The political history of the times apparently had little to do with the agitation for the revision of the Constitution of 1846. The intervening years had been years of intense political activity throughout the country. The agitation as to restriction of slavery, and the entire reorganization of all previously existing political parties indicated that the spirit of political revolution was in the air. The State had been in the control of the old Democratic party, as opposed to the Whigs, from the time of its admission into the Union until the success of the Whigs with the aid of the Free Soil Democrats in electing Grimes as Governor and a majority of the General Assembly at the general election in 1854. But while the debates in the convention indicate as to some subjects great intensity of political feeling between the adherents of the new Republican party and the supporters of Democratic political principles, it is impossible to say that political considerations dictated the result on any question determined by the convention. The supposed needs of the people of a State rapidly growing in

population and wealth was the controlling consideration in determining the action of the legislature and the people in voting for a convention to revise the Constitution of 1846.

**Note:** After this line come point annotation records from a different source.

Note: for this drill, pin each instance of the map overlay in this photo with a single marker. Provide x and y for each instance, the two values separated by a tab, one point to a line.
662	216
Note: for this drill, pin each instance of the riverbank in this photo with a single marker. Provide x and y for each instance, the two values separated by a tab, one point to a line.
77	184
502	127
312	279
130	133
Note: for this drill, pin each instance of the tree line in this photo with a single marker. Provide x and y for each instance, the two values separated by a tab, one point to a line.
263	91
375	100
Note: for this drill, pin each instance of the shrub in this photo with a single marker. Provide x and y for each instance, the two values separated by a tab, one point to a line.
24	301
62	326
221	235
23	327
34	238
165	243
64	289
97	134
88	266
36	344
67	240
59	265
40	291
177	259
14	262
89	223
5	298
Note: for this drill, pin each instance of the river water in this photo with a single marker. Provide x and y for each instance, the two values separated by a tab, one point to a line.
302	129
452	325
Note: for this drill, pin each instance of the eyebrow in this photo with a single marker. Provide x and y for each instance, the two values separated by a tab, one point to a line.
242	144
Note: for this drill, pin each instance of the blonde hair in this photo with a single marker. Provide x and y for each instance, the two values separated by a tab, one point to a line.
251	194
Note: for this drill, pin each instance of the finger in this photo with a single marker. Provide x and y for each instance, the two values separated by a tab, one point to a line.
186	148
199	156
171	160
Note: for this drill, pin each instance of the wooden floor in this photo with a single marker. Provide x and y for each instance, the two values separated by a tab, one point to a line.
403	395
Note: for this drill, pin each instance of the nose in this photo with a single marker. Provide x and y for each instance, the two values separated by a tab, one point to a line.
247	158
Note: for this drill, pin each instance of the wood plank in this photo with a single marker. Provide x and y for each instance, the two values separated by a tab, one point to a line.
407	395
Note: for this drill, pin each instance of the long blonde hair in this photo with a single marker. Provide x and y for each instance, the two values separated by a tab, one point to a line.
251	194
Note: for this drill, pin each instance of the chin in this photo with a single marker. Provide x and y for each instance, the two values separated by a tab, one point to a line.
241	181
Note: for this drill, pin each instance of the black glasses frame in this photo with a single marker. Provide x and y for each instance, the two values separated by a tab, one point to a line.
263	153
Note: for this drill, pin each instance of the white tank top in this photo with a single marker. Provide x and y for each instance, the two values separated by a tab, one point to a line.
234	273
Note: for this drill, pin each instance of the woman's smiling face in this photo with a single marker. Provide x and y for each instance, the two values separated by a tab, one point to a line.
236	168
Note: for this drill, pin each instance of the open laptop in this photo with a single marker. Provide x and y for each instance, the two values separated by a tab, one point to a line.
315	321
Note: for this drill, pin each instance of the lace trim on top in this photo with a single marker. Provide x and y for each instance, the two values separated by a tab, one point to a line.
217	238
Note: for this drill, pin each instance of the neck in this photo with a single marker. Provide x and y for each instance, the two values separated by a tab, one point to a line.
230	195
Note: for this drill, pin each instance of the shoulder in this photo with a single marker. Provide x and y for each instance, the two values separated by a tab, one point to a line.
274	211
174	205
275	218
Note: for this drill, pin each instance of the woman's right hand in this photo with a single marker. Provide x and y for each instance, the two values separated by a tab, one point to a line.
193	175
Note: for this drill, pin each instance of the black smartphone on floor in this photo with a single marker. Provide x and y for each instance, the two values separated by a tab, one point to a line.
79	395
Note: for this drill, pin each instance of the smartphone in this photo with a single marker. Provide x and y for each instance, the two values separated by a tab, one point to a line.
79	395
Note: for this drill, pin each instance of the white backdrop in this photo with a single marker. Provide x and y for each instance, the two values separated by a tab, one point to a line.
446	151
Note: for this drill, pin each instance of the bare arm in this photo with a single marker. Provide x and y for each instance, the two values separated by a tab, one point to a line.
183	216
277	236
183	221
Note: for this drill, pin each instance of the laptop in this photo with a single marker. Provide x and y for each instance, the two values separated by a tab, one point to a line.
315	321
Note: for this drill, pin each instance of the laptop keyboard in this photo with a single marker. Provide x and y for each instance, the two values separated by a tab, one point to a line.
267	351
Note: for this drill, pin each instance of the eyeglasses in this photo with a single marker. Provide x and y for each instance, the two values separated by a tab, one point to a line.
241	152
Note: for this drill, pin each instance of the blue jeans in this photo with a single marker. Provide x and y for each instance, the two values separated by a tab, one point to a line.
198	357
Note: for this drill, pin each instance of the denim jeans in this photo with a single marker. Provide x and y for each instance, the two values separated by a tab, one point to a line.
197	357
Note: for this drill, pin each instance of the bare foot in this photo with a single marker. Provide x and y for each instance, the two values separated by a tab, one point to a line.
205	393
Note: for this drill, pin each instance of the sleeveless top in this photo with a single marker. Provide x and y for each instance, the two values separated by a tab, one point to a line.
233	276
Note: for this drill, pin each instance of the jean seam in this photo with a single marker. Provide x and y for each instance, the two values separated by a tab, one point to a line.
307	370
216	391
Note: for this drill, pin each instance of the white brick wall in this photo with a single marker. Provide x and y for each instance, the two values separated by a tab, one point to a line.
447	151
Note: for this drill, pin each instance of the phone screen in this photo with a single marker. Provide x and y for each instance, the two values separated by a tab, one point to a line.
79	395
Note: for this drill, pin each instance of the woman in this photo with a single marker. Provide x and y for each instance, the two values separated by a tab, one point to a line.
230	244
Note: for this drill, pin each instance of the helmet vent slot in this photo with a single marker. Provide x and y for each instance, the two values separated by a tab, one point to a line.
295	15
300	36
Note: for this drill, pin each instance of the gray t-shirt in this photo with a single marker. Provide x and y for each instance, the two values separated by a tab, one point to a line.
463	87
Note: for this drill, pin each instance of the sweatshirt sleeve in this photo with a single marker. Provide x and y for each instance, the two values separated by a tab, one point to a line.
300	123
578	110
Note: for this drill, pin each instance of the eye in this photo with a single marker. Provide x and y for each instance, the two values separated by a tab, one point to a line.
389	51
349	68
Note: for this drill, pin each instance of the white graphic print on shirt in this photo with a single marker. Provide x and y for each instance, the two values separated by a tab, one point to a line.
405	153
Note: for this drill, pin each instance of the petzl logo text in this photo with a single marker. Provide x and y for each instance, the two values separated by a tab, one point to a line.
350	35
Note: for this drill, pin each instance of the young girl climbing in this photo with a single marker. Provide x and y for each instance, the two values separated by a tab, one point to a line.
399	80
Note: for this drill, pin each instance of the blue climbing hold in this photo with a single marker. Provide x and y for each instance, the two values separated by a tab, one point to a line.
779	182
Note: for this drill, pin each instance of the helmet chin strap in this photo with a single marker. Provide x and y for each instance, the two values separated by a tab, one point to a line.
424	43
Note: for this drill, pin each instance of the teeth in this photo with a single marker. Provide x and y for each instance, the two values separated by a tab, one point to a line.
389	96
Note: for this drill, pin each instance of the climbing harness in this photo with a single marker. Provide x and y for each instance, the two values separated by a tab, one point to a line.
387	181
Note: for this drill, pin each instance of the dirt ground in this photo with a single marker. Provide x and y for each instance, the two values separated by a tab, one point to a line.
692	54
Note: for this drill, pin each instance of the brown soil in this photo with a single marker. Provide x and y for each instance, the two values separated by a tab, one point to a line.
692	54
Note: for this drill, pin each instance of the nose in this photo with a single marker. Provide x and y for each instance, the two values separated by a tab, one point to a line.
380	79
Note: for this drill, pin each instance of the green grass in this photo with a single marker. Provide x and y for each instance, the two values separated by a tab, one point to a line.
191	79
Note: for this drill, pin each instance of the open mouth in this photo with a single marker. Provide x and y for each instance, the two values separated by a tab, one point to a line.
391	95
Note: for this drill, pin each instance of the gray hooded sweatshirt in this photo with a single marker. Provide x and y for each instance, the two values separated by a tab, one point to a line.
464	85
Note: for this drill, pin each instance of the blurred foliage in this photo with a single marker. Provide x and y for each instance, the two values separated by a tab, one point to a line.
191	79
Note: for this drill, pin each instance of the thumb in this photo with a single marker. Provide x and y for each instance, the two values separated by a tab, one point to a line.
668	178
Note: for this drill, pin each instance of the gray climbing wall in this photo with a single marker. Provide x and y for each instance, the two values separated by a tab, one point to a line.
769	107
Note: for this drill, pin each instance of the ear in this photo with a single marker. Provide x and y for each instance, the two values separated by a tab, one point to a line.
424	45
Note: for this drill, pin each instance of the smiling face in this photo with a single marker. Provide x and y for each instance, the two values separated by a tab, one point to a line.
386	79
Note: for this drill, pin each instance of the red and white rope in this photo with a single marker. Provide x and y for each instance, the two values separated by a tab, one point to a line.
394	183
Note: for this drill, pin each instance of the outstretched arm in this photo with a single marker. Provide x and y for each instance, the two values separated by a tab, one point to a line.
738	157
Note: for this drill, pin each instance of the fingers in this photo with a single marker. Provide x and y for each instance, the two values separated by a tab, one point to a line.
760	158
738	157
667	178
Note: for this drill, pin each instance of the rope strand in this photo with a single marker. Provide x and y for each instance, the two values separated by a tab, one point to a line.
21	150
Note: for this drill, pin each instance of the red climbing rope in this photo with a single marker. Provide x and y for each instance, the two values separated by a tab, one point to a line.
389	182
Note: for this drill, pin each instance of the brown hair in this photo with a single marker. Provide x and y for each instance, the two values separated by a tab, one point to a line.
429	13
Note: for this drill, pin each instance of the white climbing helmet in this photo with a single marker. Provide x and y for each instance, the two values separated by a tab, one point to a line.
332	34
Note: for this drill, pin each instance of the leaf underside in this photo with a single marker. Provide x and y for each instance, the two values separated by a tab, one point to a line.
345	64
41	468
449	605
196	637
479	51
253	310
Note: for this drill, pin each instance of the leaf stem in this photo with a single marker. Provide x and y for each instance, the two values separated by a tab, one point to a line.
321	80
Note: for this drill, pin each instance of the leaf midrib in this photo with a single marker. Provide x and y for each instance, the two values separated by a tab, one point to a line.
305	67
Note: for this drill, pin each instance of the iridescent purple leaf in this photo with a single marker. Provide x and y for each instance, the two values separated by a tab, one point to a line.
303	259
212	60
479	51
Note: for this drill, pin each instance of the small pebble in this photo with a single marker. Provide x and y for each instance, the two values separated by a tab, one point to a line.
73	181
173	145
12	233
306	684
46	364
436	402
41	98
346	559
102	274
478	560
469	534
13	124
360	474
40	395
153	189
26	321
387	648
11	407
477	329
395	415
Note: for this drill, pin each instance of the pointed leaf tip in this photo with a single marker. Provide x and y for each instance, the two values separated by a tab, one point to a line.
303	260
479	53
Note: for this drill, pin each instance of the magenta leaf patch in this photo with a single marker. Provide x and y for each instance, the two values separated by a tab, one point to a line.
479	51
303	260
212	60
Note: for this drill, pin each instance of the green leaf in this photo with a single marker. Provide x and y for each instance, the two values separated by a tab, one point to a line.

The personnel of the convention itself was in some ways significant. Of the thirty-six members (selected from senatorial districts) twentyone were Republicans and fifteen were Democrats, as against a proportion of fifty-one Democrats to twenty-one Whigs in the convention of 1844, and twenty-two Democrats to ten Whigs in the convention of 1846. The representation of the States as to the nativity of the various members is also interesting, six having been born in the New England States, eleven in the Middle States, nine in the Middle West, and ten in the South; while in the convention of 1846, of the thirty-two members, fifteen were born in the South, eight in New England, four in the Middle States, and five in Ohio; and in the convention of 1844, of the seventy-two members, twenty-six were born in the South, ten in New England, twenty-three in the Middle States, and ten in the States of the Old Northwest, while three were of foreign birth. These figures throw some light on the sources of immigration to Iowa at different stages in its early history, and corroborate

the conclusion drawn from other sources1 that during the earliest settlement of the Territory, when the easiest means of transportation for reaching its limits was by way of the Ohio and Mississippi Rivers, a very considerable proportion of the settlers came from south of the Ohio; while later, when railroads had covered a portion of the distance from the eastern and middle States toward the Mississippi, the immigration was in a much larger proportion from those States. A similar inference is to be drawn from the fact that of the members of the convention of 1857, who were under the average age, the proportion who had been born in the South was smaller than of those above the average age. The southern portion of the State, settled largely from the territory bordering on the Ohio River, was by far the most populous, and counties were organized to its western limits and represented in the convention, while there were no members whose residences were north and west of the center of the State.

The average age of the members in the three conventions was substantially the same. In none of the three did it exceed forty years. As to occupation, it is noteworthy that in the convention of 1844 there were forty-six farmers and

See article by Professor F. I. Herriott in Annals of Iowa for April, 1906, Vol. VII, p. 367.